Philly has never been a “hype cycle market,” Antonia Dean, partner at Black Operator Ventures, told Technical.ly. The region typically doesn’t see local companies raising huge rounds at inflated valuations that end up failing down the line.
“What we tend to see being built here are more durable companies,” Dean said.
Seeing some local companies raise such big rounds indicates to Dean that the region has the resources to help companies grow and keep them here, she said.
Investors will remain selective in 2026
For the rest of the year, Lubert predicts that access to capital will continue to be uneven and investors will continue being selective. Until there is broader exit activity, investors won’t see returns on their investments and capital will stay concentrated.
The time it takes for companies to exit is getting longer, Dean said.
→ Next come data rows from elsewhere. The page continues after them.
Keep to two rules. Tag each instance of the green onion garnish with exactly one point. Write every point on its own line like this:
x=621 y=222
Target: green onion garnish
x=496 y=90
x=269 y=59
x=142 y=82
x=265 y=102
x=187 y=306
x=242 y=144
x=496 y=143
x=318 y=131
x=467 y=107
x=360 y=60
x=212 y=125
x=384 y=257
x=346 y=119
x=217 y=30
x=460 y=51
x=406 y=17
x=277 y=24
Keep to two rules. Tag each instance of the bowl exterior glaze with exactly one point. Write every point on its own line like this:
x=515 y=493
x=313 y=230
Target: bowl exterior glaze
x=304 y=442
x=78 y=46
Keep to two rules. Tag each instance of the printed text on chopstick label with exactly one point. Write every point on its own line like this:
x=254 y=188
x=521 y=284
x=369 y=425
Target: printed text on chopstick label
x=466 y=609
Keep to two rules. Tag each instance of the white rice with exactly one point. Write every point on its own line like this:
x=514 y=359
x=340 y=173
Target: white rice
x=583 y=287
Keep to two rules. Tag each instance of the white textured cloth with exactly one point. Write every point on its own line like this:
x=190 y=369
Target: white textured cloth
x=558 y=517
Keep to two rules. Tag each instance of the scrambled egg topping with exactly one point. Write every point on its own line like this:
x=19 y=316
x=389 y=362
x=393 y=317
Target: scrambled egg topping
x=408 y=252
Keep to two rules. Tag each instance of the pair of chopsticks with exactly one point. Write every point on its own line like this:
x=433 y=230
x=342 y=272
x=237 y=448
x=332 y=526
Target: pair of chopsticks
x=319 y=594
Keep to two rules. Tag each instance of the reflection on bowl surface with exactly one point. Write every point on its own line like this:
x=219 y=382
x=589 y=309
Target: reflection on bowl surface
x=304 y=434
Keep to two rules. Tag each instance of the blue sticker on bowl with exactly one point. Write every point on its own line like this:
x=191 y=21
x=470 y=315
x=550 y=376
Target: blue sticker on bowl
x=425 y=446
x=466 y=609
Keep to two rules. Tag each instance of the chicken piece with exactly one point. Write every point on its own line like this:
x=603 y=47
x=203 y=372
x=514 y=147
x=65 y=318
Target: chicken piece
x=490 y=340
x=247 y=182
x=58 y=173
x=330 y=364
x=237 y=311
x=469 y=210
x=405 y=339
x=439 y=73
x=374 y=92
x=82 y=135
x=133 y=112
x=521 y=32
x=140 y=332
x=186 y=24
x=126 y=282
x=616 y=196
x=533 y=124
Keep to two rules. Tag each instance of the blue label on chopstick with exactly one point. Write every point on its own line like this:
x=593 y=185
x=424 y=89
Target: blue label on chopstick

Because of that, limited partners are being more careful about which firms they give their money to.
This means that early-stage investors and managers at smaller funds are going to be even more selective about who they invest in, only choosing companies that seem likely to provide a solid return on investment.
For founders, this means they have to show real metrics, have a clear understanding of who their customer is, what their market is, and what the company’s trajectory is, Dean said.
“Founders are going to have to … be able to say to an investor,” Dean said, “$1 million in is going to translate into this many millions of dollars out in terms of revenue, output, value created within the company.”